# Time Windows

![10.%20time%20window%20for%20ML.JPG](attachment:10.%20time%20window%20for%20ML.JPG)

In [1]:
import tensorflow as tf

In [3]:
dataset = tf.data.Dataset.range(10)
dataset = dataset.window(5, shift =1) #gets all possible windows of 5 steps
# this functions returns a new dataset containing windows. 
# each window is a dataset

for window_dataset in dataset:
    for val in window_dataset:
        print(val.numpy(), end = " ")
    print()

0 1 2 3 4 
1 2 3 4 5 
2 3 4 5 6 
3 4 5 6 7 
4 5 6 7 8 
5 6 7 8 9 
6 7 8 9 
7 8 9 
8 9 
9 


In [7]:
dataset = tf.data.Dataset.range(10)
dataset = dataset.window(5, shift =1, drop_remainder = True)
#drop_remainder: removes all the incomplete windows

for window_dataset in dataset:
    for val in window_dataset:
        print(val.numpy(), end = " ")
    print()

0 1 2 3 4 
1 2 3 4 5 
2 3 4 5 6 
3 4 5 6 7 
4 5 6 7 8 
5 6 7 8 9 


In [6]:
# our ML models will still need datasets as tensors not as windows 
# So, let's convert these windows datasets to tensors 

dataset = tf.data.Dataset.range(10)
dataset = dataset.window(5, shift =1, drop_remainder = True)
dataset = dataset.flat_map(lambda window: window.batch(5))
# flat_map method goes through all the elements of the nested datasets (returned by the window method)
# and returns the values of these elements one by one so you end up with a flat dataset
# the flatm_map method takes a function as a input - you can use this method to apply any transformation you want 
# In our case we want to group the elements of each window in order to get a single tensor 5 for each element

for window in dataset:
    print(window.numpy())
# Note: we do not need nested for loop now coz of grouping done in the flat_map method
# also each element is a tensor of size 5

[0 1 2 3 4] 
[1 2 3 4 5] 
[2 3 4 5 6] 
[3 4 5 6 7] 
[4 5 6 7 8] 
[5 6 7 8 9] 


In [11]:
# Our ML model will need input as well as labels - Lets do that here

dataset = tf.data.Dataset.range(10)
dataset = dataset.window(5, shift =1, drop_remainder = True)
dataset = dataset.flat_map(lambda window: window.batch(5))
dataset = dataset.map(lambda window: (window[:-1], window[-1:]))
# Creates a touple of x past values and y as a label

for x, y in dataset:
    print(x.numpy(), y.numpy())

[0 1 2 3] [4]
[1 2 3 4] [5]
[2 3 4 5] [6]
[3 4 5 6] [7]
[4 5 6 7] [8]
[5 6 7 8] [9]


In [13]:
# Gradient Descent works best when the instances in our dataset is IID - Independent and Identically Distributed
# So, let's shuffle all these windows so that each training batch contains fairly independent windows. - USE shuffle()

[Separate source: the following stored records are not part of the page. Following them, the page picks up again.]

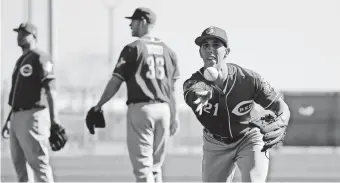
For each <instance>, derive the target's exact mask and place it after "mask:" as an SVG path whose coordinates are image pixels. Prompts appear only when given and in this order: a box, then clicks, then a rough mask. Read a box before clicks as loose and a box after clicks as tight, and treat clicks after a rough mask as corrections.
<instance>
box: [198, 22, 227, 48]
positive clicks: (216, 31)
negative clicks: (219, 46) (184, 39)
mask: <svg viewBox="0 0 340 183" xmlns="http://www.w3.org/2000/svg"><path fill="white" fill-rule="evenodd" d="M209 38H210V39H211V38H213V39H219V40H221V41H222V42H223V43H224V45H225V46H226V47H228V37H227V33H226V32H225V30H223V29H221V28H219V27H214V26H211V27H208V28H206V29H205V30H204V31H203V32H202V34H201V36H199V37H197V38H196V39H195V43H196V45H198V46H201V44H202V43H203V41H204V40H206V39H209Z"/></svg>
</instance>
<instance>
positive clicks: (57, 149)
mask: <svg viewBox="0 0 340 183" xmlns="http://www.w3.org/2000/svg"><path fill="white" fill-rule="evenodd" d="M50 132H51V135H50V137H49V141H50V145H51V148H52V151H59V150H60V149H62V148H63V147H64V146H65V144H66V142H67V140H68V137H67V135H66V131H65V128H64V127H62V126H61V125H60V124H57V123H55V124H52V125H51V128H50Z"/></svg>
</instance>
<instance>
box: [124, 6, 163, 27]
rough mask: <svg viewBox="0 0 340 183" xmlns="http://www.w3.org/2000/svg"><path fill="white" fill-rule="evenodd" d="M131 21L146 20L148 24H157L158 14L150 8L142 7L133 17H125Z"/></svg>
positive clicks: (141, 7) (133, 15)
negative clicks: (150, 23) (154, 11)
mask: <svg viewBox="0 0 340 183" xmlns="http://www.w3.org/2000/svg"><path fill="white" fill-rule="evenodd" d="M125 18H127V19H131V20H144V19H145V20H146V21H147V22H148V23H151V24H154V23H155V22H156V14H155V13H154V12H153V11H152V10H151V9H149V8H144V7H140V8H137V9H136V10H135V12H134V13H133V15H132V16H131V17H125Z"/></svg>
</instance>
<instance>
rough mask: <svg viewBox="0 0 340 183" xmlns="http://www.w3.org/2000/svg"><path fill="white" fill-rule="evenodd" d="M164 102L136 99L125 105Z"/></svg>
mask: <svg viewBox="0 0 340 183" xmlns="http://www.w3.org/2000/svg"><path fill="white" fill-rule="evenodd" d="M163 102H164V101H162V100H158V99H150V100H148V99H146V100H144V99H136V100H131V101H129V102H128V103H127V104H128V105H129V104H138V103H150V104H156V103H163Z"/></svg>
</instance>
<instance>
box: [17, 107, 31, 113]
mask: <svg viewBox="0 0 340 183" xmlns="http://www.w3.org/2000/svg"><path fill="white" fill-rule="evenodd" d="M30 109H33V107H12V111H13V112H19V111H26V110H30Z"/></svg>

dataset = tf.data.Dataset.range(10)
dataset = dataset.window(5, shift =1, drop_remainder = True)
dataset = dataset.flat_map(lambda window: window.batch(5))
dataset = dataset.map(lambda window: (window[:-1], window[-1:]))
dataset = dataset.shuffle(buffer_size= 10)
# Shuffling -  so that each bloack contains the same variable of the data
# tiny shuffle buffer since our dataset is too small

for x, y in dataset:
    print(x.numpy(), y.numpy())

[4 5 6 7] [8]
[3 4 5 6] [7]
[0 1 2 3] [4]
[1 2 3 4] [5]
[2 3 4 5] [6]
[5 6 7 8] [9]


In [17]:
dataset = tf.data.Dataset.range(10)
dataset = dataset.window(5, shift =1, drop_remainder = True)
dataset = dataset.flat_map(lambda window: window.batch(5))
dataset = dataset.map(lambda window: (window[:-1], window[-1:]))
dataset = dataset.shuffle(buffer_size= 10)
dataset = dataset.batch(2).prefetch(1)
# Since neural networks takes input in batches. We need to prepare batches of instance.
# prefetch - while the model is still woking on one batch of data the first, the dataset 
# will already be preparing the next batch of the data in parallel

for x, y in dataset:
    print(x.numpy(), y.numpy())
    print("_______________________")

[[1 2 3 4]
 [3 4 5 6]] [[5]
 [7]]
_______________________
[[5 6 7 8]
 [2 3 4 5]] [[9]
 [6]]
_______________________
[[4 5 6 7]
 [0 1 2 3]] [[8]
 [4]]
_______________________


In [16]:
### Now, let's wrap the code into a function 
def window_dataset(series, window_size, batch_size =32):
    ds = tf.data.Dataset.from_tensor_slices(series)
    # Creates a dataframe where each item corresponds to 1 time step from the given time series
    
    ds= ds.window(window_size +1,
                  shift = 1, 
                  drop_remainder = True)
    
    ds = ds.flat_map(lambda w: w.batch(window_size +1))
    ds = ds.map(lambda w: (w.batch(window_size +1)))
    ds = ds.map(lambda w: (w[:-1], w[-1]))
    ds = ds.shuffle(len(series))
    
    return ds.batch(batch_size).prefetch(1)